1970s American recreational keelboat

The Spirit 23, also called the North American 23, is an American sailboat that was designed by Robert Finch as a cruiser and first built in 1978.

==Production==
The design was built by Glastron in the United States, starting in 1976, initially by their North American Yachts subsidiary in Henderson, Tennessee, as the North American 23. Morgan Yachts, builders of the North American 40, threatened a lawsuit over the naming, resulting in North American Yachts being sold and the boat being built starting in 1978 by a different Glastron subsidiary, Spirit Yachts, in Austin, Texas as the Spirit 23. Production was ended in 1981.

==Design==
The Spirit 23 is a recreational keelboat, built predominantly of fiberglass, with wood trim and an optional cabin "pop-top" for increased headroom. It has a masthead sloop rig, a raked stem, a reverse transom, a transom-hung rudder controlled by a tiller and a stub keel with a retractable centerboard or with a fixed fin keel. A "kick-up" rudder was a factory option.

The boat is normally fitted with a small 3 to 6 hp outboard motor for docking and maneuvering.

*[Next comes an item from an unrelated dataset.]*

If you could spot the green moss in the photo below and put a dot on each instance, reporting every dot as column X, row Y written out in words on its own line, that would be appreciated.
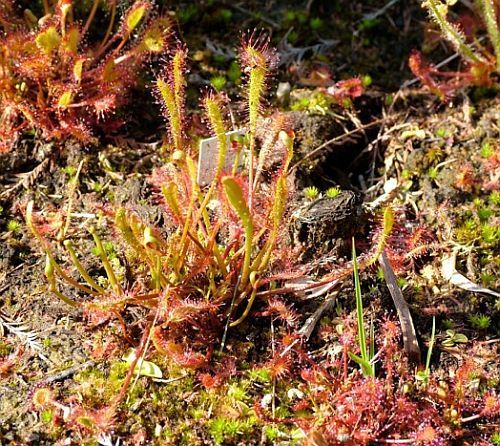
column 218, row 82
column 480, row 321
column 13, row 226
column 260, row 375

The design has sleeping accommodation for four people, with a double "V"-berth in the bow cabin, a drop-down dinette and a straight settee in the main cabin. An alternate main cabin plan provided two settee berths in place of the dinette. In this latter arrangement the starboard berth is 10.0 ft long. The galley is located on the starboard side just aft of the bow cabin and is equipped with a two-burner stove and a sink. The head is located in the bow cabin on the port side under the "V"-berth. Cabin headroom is 57 in or 74 in with the optional "pop-top" open.

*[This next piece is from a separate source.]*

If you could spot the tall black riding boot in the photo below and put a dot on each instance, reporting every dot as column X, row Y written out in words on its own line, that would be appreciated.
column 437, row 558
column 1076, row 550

The design has a PHRF racing average handicap of 240 and a hull speed of 6.0 kn.

==Variants==
- North American 23
Original model built from 1976 to 1978 and equipped with a stub keel and centerboard. It displaces 2800 lb and carries 800 lb of ballast. The boat has a draft of 5.00 ft with the centerboard down and 2.00 ft with it retracted.
- Spirit 23
This centerboard model is the re-designated North American 23, introduced in 1978 under this name and built until 1981. It displaces 2800 lb and carries 800 lb of ballast. The boat has a draft of 5.00 ft with the centerboard down and 2.00 ft with it retracted.
- Spirit 23 K
This fixed keel model was introduced in 1978 and built until 1981. It has a swept fin keel, a taller mast with more sail area, a mid-cockpit mainsheet traveler and a one-piece rudder made from fiberglass. It displaces 3150 lb and carries 1150 lb of lead ballast. The boat has a draft of 3.50 ft.